Bro. David F. Hill said:


> Just like people have become part-time members of their faith, the same is true for Freemasonry.


You've switched topics.  You started out talking about Freemasonry, not Masonry.  You can join the former and never experience, know or pursue the latter, ever.

That being said, you're using the two words synonymously and the word "people" to indicate "congregations" to indicate attendance at an institution is required to participate in one's faith.  This is patently incorrect.  And the same goes for both Freemasonry and what Freemasonry points members toward: Masonry.


Bro. David F. Hill said:


> The thing is, these are not clubs but a way of living.


For some, but not all.


Bro. David F. Hill said:


> Now think about this;


Here's comes the preaching...


Bro. David F. Hill said:


> ...you did this with your hands on the Bible.


Well, some members did.  Some actually used the book of their faith _when they were allowed to_.


Bro. David F. Hill said:


> There's a word for lying to God and a price to pay for doing it.


Assumptive Statement, implied threat, unnecessary guilt trip...


Bro. David F. Hill said:


> Each person must face his Higher Power one day...


Implying that "Higher Power" = "God" AND that the faith you are basing this assumption upon is universally accepted as true.


Bro. David F. Hill said:


> ...and at that time he will have to face judgement for the things that he did or didn't do during his life.


 Your projected judgment is not universally accepted. There exist faiths that teach these judgments occur every day during one's lifetime and not "one day".  Other faiths don't teach judgments occur at all; just natural consequences for all actions taken and untaken. 

It's truly is not "really easy" when thought and research is applied.  It should be as simple as possible, but not simpler to the omission of reality.


----------



## dfreybur (Dec 14, 2018)

Winter said:


> So, a person can join Freemasonry and not belong to a local Lodge? Do they join online? Or does their local lodge do the work of putting them through their degrees and examining them only for them to say, "See you later!" afterwards because they are a member at large and have no commitment to local Freemasonry?  And how does this proposed new layer of membership, that doesn't belong to their local lodge, allow Freemasonry to start to grow again? Do we want Freemasonry to grow again or is this another writer pining for the artificial membership numbers of the 1950's?  Sorry, but I can't get behind anything in that article.



This issue can happen with men who are "Made a Mason on site" in jurisdictions that allow it. While that term sounds like it only applies to one man at a time it can also happen with members of classes who get their degrees "All the day in one day" in jurisdictions that allow it.

The newly obligated Brother isn't automatically a member of any one lodge. Almost always but not actually always.

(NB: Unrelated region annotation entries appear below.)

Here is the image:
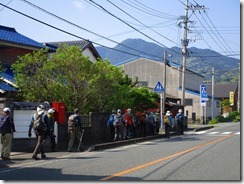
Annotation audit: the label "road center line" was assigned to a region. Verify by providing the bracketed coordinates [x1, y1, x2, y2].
[100, 134, 234, 181]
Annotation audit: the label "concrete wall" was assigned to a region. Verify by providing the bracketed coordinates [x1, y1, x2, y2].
[12, 112, 110, 152]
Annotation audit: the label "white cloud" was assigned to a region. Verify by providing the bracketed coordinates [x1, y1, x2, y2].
[73, 1, 84, 10]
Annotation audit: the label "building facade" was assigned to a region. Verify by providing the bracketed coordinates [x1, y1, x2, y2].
[116, 57, 220, 121]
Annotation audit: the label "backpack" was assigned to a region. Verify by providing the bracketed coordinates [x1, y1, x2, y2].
[33, 113, 47, 130]
[108, 114, 115, 126]
[68, 114, 75, 129]
[148, 116, 155, 125]
[114, 114, 123, 126]
[177, 114, 183, 122]
[164, 115, 169, 123]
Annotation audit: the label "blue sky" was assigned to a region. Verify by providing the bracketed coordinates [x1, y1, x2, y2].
[0, 0, 240, 58]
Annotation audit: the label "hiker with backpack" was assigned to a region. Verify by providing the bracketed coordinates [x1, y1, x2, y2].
[107, 110, 116, 141]
[175, 109, 185, 135]
[124, 109, 135, 139]
[28, 105, 50, 160]
[147, 112, 156, 136]
[113, 109, 124, 141]
[0, 107, 15, 160]
[68, 108, 84, 152]
[154, 109, 161, 134]
[139, 111, 148, 137]
[164, 111, 173, 138]
[47, 108, 56, 152]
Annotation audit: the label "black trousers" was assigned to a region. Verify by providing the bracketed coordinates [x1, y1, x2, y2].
[33, 130, 47, 155]
[177, 121, 184, 135]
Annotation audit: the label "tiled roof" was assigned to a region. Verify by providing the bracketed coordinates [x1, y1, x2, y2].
[0, 82, 18, 91]
[207, 83, 237, 98]
[0, 25, 45, 48]
[44, 40, 100, 58]
[46, 40, 90, 50]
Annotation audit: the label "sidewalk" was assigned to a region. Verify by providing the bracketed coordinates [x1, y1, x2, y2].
[11, 125, 214, 160]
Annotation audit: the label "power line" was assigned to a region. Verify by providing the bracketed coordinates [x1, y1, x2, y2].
[20, 0, 163, 58]
[107, 0, 180, 45]
[0, 3, 151, 57]
[86, 0, 179, 54]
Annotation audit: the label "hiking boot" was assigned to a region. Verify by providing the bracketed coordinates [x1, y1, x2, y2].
[32, 155, 40, 160]
[2, 156, 10, 160]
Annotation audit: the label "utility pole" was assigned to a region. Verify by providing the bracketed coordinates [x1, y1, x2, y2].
[181, 0, 189, 105]
[237, 63, 241, 113]
[162, 50, 167, 113]
[211, 67, 214, 120]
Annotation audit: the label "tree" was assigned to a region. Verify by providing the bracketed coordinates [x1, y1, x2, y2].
[12, 45, 159, 114]
[12, 45, 93, 110]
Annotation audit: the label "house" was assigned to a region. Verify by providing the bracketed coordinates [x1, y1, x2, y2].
[207, 83, 238, 114]
[116, 57, 219, 121]
[45, 40, 101, 63]
[0, 25, 100, 96]
[0, 25, 53, 97]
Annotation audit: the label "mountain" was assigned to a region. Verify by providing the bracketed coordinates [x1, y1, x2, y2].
[96, 39, 240, 83]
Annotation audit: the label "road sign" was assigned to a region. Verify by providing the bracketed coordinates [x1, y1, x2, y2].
[230, 91, 234, 106]
[200, 84, 208, 102]
[154, 81, 164, 93]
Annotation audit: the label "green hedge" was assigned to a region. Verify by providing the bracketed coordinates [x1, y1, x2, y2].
[209, 111, 241, 124]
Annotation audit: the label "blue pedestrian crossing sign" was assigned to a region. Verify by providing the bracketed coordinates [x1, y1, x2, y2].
[154, 81, 164, 93]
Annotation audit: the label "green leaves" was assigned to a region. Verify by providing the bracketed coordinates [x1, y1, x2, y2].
[12, 45, 158, 114]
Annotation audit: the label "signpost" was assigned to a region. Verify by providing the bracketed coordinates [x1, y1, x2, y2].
[154, 81, 165, 132]
[200, 84, 208, 125]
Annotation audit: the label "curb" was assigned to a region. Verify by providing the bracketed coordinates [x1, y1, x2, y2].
[86, 126, 214, 152]
[193, 125, 214, 132]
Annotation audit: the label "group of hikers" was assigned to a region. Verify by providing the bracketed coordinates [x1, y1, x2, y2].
[0, 105, 84, 160]
[0, 105, 186, 160]
[107, 108, 186, 141]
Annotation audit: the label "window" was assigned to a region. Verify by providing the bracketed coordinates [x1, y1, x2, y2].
[185, 98, 193, 106]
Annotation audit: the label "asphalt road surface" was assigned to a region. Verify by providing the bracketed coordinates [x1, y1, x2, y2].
[0, 122, 242, 182]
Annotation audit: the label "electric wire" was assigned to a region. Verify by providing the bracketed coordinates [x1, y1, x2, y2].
[107, 0, 181, 45]
[86, 0, 179, 54]
[20, 0, 163, 58]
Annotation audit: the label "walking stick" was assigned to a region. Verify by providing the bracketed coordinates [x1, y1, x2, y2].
[78, 130, 84, 151]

Plus he can't be an officer until he completes his proficiency and chances are he didn't understand that when he showed up at the event. Great for someone who wants to get into the Shrine but for a blue lodge they might never see him again except in the form of his annual check.

That said there are now a LOT of Past Masters who got at least one of their degrees at a festival. For statistics it ends up with the same roughly ten percent we get in attendance after doing individual degrees. Once I learned that I lost interest in complaining about festivals. They worked for the Scottish Rite and now they are working for blue lodge. Still, I am gratified that so many young guys want the individual degrees, long form proficiency and so on. But that gratification is about me while the degrees are about the young guys.


----------